In most jurisdictions, FIFO is the default or the only allowed method. The LIFO comparison is informational — if the spread is large (more than 30%), it means your lot structure matters a lot, and that is a strong reason to have a real tax professional handle the final filing rather than ship a spreadsheet. Important: the US allows specific-identification (which can be more advantageous than either FIFO or LIFO) under conditions described on IRS Form 8949. This is an example, not a recommendation. Talk to a US CPA.
6. Step 5: Produce the Working Paper #
Final step: package everything into a single working paper you can hand to your tax professional. Either ChatGPT or Claude works here.
Prompt template:
Based on unified.csv and realized_pnl_fifo.csv, generate a tax-year working paper in Markdown:
# [Year] Crypto Tax Working Paper
## 1. Data Sources and Date Range
- List of sources + record count per source
- Date range covered
- Known data gaps (which sources were not exported and why)

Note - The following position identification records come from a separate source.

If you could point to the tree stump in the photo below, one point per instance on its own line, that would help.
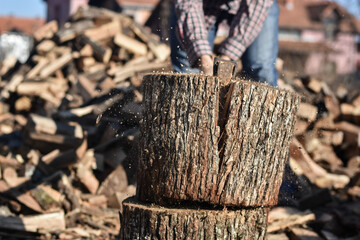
(196, 147)
(140, 221)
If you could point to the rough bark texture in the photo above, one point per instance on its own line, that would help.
(185, 155)
(151, 222)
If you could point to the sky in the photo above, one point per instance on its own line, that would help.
(23, 8)
(37, 8)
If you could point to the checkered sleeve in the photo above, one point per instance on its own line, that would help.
(245, 27)
(191, 29)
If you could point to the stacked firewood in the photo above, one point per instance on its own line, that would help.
(68, 119)
(323, 195)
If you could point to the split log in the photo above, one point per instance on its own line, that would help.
(130, 44)
(180, 129)
(46, 31)
(105, 31)
(101, 53)
(153, 222)
(56, 65)
(70, 31)
(44, 222)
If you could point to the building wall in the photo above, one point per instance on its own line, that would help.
(345, 56)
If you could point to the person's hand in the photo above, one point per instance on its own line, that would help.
(224, 57)
(206, 64)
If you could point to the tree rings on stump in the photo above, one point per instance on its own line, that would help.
(198, 146)
(140, 221)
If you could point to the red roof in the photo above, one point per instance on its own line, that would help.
(134, 2)
(308, 14)
(25, 25)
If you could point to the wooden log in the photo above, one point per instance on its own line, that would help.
(45, 47)
(101, 53)
(46, 31)
(282, 218)
(7, 64)
(44, 222)
(70, 31)
(56, 65)
(182, 157)
(153, 222)
(43, 62)
(104, 31)
(308, 112)
(130, 44)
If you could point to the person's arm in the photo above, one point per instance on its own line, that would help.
(245, 27)
(192, 32)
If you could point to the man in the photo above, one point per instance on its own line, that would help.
(253, 36)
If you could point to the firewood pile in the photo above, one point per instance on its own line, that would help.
(69, 117)
(325, 157)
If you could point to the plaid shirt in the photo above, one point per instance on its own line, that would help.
(195, 17)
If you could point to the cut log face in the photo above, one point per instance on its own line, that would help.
(180, 129)
(152, 222)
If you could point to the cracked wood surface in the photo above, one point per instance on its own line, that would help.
(141, 221)
(180, 141)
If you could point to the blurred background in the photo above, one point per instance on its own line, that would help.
(318, 38)
(71, 104)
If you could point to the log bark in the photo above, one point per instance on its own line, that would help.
(186, 155)
(152, 222)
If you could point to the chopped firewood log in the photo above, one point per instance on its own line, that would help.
(85, 62)
(347, 111)
(100, 52)
(300, 127)
(115, 182)
(278, 236)
(332, 181)
(23, 104)
(11, 178)
(23, 197)
(11, 86)
(325, 123)
(56, 65)
(86, 88)
(332, 106)
(309, 168)
(290, 217)
(302, 234)
(46, 31)
(105, 31)
(86, 51)
(54, 222)
(354, 162)
(115, 201)
(71, 30)
(341, 92)
(45, 200)
(87, 178)
(351, 131)
(314, 85)
(356, 101)
(315, 199)
(307, 111)
(130, 44)
(38, 67)
(45, 47)
(7, 64)
(96, 200)
(327, 154)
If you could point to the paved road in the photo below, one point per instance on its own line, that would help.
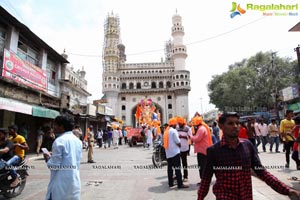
(127, 173)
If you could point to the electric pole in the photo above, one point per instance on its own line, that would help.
(273, 66)
(297, 50)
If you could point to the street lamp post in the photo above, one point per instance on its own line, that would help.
(201, 106)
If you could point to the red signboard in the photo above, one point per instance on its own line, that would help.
(23, 72)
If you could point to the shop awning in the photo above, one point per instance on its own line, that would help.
(38, 111)
(15, 106)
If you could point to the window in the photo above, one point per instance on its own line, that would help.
(2, 42)
(153, 85)
(161, 85)
(27, 53)
(51, 72)
(130, 85)
(168, 84)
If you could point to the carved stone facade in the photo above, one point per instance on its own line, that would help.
(167, 83)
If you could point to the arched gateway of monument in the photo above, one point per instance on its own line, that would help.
(159, 111)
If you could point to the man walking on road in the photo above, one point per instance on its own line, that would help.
(91, 141)
(64, 162)
(263, 133)
(172, 146)
(231, 160)
(286, 128)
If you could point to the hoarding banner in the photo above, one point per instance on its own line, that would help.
(23, 72)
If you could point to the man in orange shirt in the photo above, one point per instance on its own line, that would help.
(20, 146)
(286, 128)
(202, 140)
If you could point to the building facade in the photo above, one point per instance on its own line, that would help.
(167, 83)
(36, 82)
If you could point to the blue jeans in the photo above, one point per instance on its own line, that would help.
(272, 141)
(12, 162)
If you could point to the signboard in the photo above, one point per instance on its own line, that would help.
(15, 106)
(91, 110)
(23, 72)
(290, 93)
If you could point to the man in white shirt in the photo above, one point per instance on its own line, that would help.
(64, 162)
(274, 135)
(184, 132)
(172, 147)
(263, 132)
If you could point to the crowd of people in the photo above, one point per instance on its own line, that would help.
(259, 133)
(228, 149)
(230, 152)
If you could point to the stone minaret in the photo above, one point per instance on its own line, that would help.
(111, 79)
(181, 77)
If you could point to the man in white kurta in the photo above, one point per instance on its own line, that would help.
(64, 166)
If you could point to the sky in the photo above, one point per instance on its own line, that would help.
(213, 39)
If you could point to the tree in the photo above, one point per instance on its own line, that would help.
(252, 83)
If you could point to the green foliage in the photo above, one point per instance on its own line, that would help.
(252, 82)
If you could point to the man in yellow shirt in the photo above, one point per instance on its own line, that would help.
(20, 145)
(286, 127)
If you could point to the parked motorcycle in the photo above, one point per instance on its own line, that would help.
(159, 154)
(5, 180)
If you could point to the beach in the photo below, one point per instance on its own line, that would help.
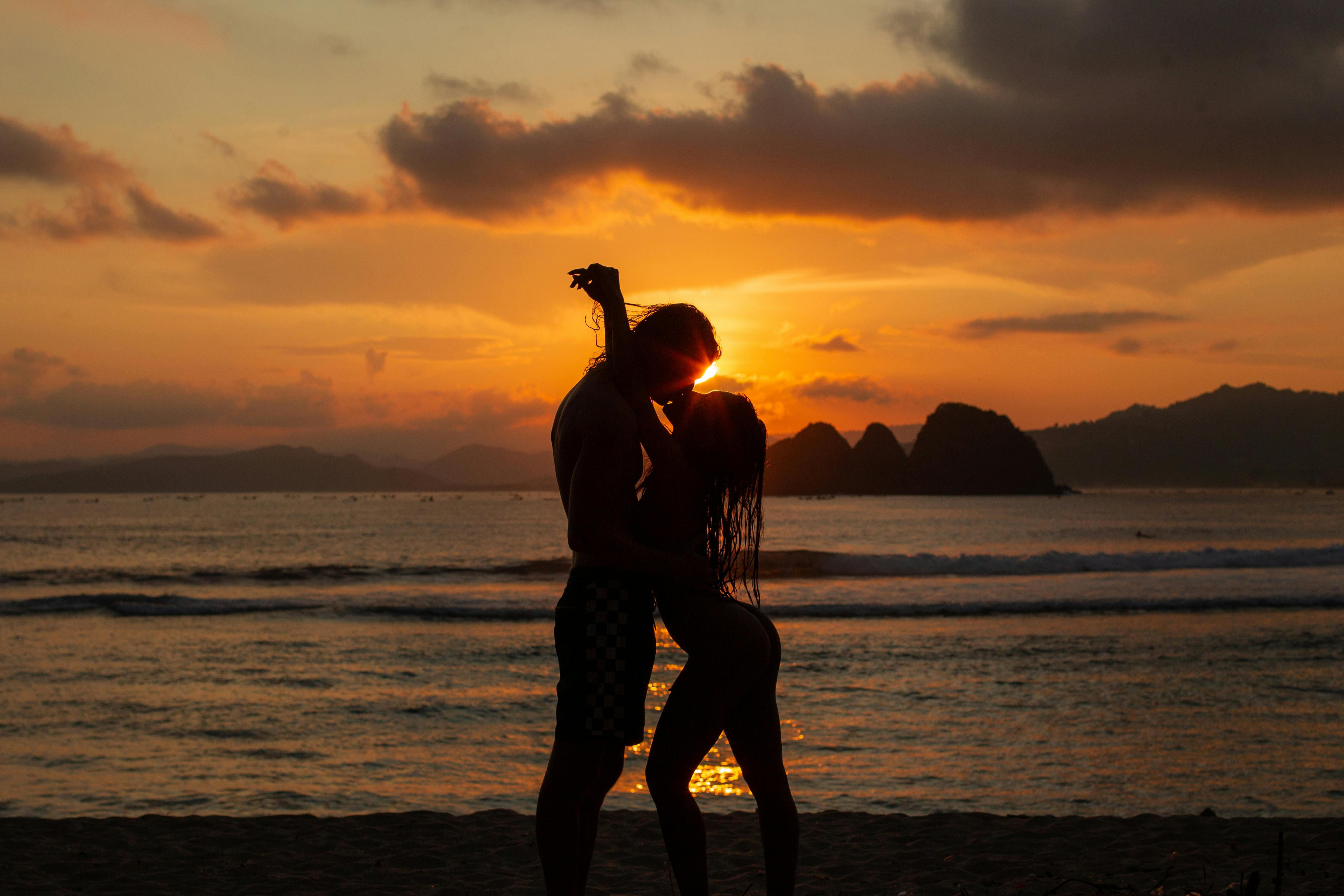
(494, 852)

## 2. Asset Holdings Movement
- Opening balance per asset
- Closing balance per asset
- Max and min holdings during the year
## 3. Realized Gains/Losses (FIFO)
- Realized P&L table, grouped by asset
- Cumulative realized P&L by month
## 4. Income-Type Items
- Total staking rewards
- Total airdrops received
- All income items denominated in USD
## 5. Data Confidence and Known Issues
- Number of low-confidence classifications (count of rows with confidence=low)
- Number of records missing a USD price
- Status of internal-transfer detection
## 6. Notes for the Tax Professional
- Brief description of the AI workflow used
- Which fields were inferred by AI (e.g., transaction types)

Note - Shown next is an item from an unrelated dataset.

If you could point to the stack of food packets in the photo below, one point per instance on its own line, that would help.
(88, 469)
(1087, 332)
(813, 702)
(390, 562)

- Sections the tax professional should re-verify first
Conclude with the explicit statement: "This document was prepared by the user with the help of AI tools. The final filed numbers must be reviewed by a licensed tax professional."

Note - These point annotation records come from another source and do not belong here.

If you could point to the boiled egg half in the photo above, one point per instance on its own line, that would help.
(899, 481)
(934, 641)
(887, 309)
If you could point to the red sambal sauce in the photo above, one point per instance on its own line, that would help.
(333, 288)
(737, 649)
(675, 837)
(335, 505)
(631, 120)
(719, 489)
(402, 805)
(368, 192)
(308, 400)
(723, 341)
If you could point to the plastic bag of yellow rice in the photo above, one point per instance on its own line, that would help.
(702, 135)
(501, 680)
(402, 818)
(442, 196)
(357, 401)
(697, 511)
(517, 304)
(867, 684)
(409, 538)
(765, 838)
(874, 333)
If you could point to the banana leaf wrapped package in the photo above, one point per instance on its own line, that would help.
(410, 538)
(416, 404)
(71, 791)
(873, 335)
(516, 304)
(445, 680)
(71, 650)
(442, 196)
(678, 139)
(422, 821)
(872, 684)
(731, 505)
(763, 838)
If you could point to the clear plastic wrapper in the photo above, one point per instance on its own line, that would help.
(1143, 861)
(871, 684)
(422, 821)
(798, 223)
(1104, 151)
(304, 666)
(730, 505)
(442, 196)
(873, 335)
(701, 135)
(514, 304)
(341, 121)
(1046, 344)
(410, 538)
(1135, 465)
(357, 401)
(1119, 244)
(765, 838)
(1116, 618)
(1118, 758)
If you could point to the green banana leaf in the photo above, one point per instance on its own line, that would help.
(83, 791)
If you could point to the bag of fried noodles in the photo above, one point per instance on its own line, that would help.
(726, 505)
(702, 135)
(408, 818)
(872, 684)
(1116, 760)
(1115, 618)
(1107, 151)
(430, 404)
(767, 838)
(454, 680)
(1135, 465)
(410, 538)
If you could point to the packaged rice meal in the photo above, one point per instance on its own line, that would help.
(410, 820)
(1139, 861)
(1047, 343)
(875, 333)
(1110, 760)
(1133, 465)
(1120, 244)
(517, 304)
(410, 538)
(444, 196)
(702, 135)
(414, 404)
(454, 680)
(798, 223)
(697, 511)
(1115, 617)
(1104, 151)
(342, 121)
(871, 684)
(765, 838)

This working paper is what your tax professional actually wants. They will not re-do the reconciliation work (you just did it); they will verify, adapt to local law, and prepare the filing. Reconciliation usually consumes around 70% of a crypto tax engagement — that is the part AI just took off the table.
7. Six Pitfalls That Burn People #
Pitfall 1: Cross-exchange transfers booked as "sell + buy." Moving BTC from Binance to MetaMask is not a taxable event, but the two CSVs make it look like two trades. Step 3's type=transfer classification must be sample-checked by hand.
Pitfall 2: DeFi swap internals. A single Uniswap USDC → ETH swap can show up on Etherscan as 4–5 internal transactions. AI will happily treat each internal tx as a separate event when it should be one swap. The prompt must explicitly say "collapse all internal transactions sharing the same tx_hash into a single record."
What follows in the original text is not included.